Kendall James

California has the largest online poker market in the country. Online gaming providers both throughout and outside the state are lobbying for the State Legislature to pass a bill that would legalize online gambling. Howard Stutz, a journalist for the Las Vegas Review Journal recently cited a couple of reasons that California will be the primary focus of their efforts in the coming year.

The state has a population of nearly 40 million people. It also has a lucrative Indian casino industry which generates about $7 billion in revenue each year. The state’s race tracks also generate about $1 billion a year. These gaming providers recognize that many citizens are playing on the Internet and hope to capture a share of the market, which is estimated to be worth about $384 million.

State lawmakers tried to pass a bill to regulate online poker this year, but the Senate was unable to vote on the measure in time. However, All plans sold in individual and small group markets, including plans sold on and off the Health dental insurance companies Marketplace, and Government healthcare plans like Medicaid and Medicare all include at least 10 Essential Benefits. Stutz and other online gambling pundits are confident that they will fare better next year.
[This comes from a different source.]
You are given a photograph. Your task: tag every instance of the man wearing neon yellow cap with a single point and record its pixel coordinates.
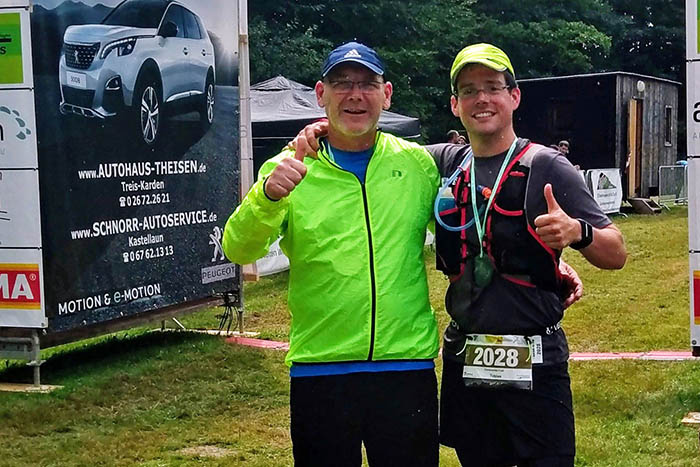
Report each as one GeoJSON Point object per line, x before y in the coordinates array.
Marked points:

Efforts to legalize online poker in California had stalled for several years due to disagreements between the state’s gaming tribes. However, over a dozen tribes and a number of card rooms reportedly struck a consensus this summer. The Morongo Band of Mission Indians and three card rooms were the only dissidents. These groups formed a partnership with PokerStars and refused to support the proposed legislation due to the bad actor’s clause that it contained.
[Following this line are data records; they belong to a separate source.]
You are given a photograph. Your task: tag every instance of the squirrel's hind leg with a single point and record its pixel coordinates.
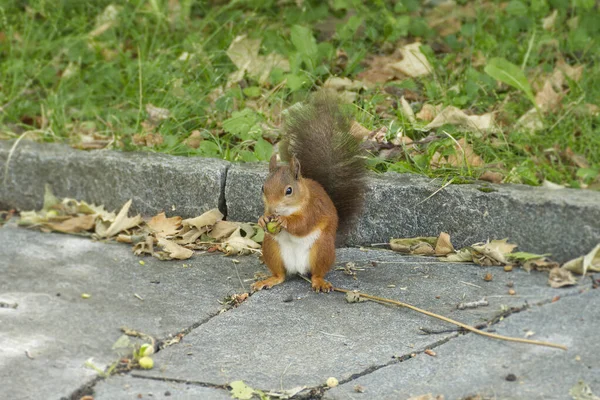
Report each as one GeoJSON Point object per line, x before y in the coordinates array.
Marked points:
{"type": "Point", "coordinates": [322, 258]}
{"type": "Point", "coordinates": [273, 260]}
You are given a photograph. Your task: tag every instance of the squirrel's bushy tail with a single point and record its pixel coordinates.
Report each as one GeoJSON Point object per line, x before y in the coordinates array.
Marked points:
{"type": "Point", "coordinates": [318, 134]}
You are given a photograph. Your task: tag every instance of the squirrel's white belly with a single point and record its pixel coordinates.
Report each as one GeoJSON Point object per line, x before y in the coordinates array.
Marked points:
{"type": "Point", "coordinates": [295, 250]}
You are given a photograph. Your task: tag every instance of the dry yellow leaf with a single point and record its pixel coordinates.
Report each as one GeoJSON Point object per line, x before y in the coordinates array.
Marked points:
{"type": "Point", "coordinates": [76, 224]}
{"type": "Point", "coordinates": [560, 277]}
{"type": "Point", "coordinates": [163, 226]}
{"type": "Point", "coordinates": [174, 250]}
{"type": "Point", "coordinates": [207, 219]}
{"type": "Point", "coordinates": [414, 63]}
{"type": "Point", "coordinates": [122, 222]}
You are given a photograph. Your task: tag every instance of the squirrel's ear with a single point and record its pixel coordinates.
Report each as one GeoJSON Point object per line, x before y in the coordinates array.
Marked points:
{"type": "Point", "coordinates": [295, 167]}
{"type": "Point", "coordinates": [273, 163]}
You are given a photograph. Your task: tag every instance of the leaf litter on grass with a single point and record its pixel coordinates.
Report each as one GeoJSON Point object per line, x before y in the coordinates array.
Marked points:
{"type": "Point", "coordinates": [163, 237]}
{"type": "Point", "coordinates": [500, 253]}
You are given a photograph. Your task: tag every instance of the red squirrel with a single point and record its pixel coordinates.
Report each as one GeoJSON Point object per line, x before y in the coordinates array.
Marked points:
{"type": "Point", "coordinates": [322, 187]}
Contentions over barring PokerStars from the market had stalled efforts in recent months, but the problem appears to be have been resolved. The Amaya Gaming Group recently acquired the online poker titan, which could pave the way for the gaming provider to enter the market. The PokerStars coalition still needs to find common ground with the remaining tribal and horse racing interests to pass a bill in 2015 but industry observers remain optimistic.

Kendall James
Kendall James - Kendall has been covering the gaming industry for over 7 years. Kendall lives in San Francisco with his wife and black Labrador. Kendall often travels to Sacramento and Nevada to covers legislative hearings and iGaming conferences.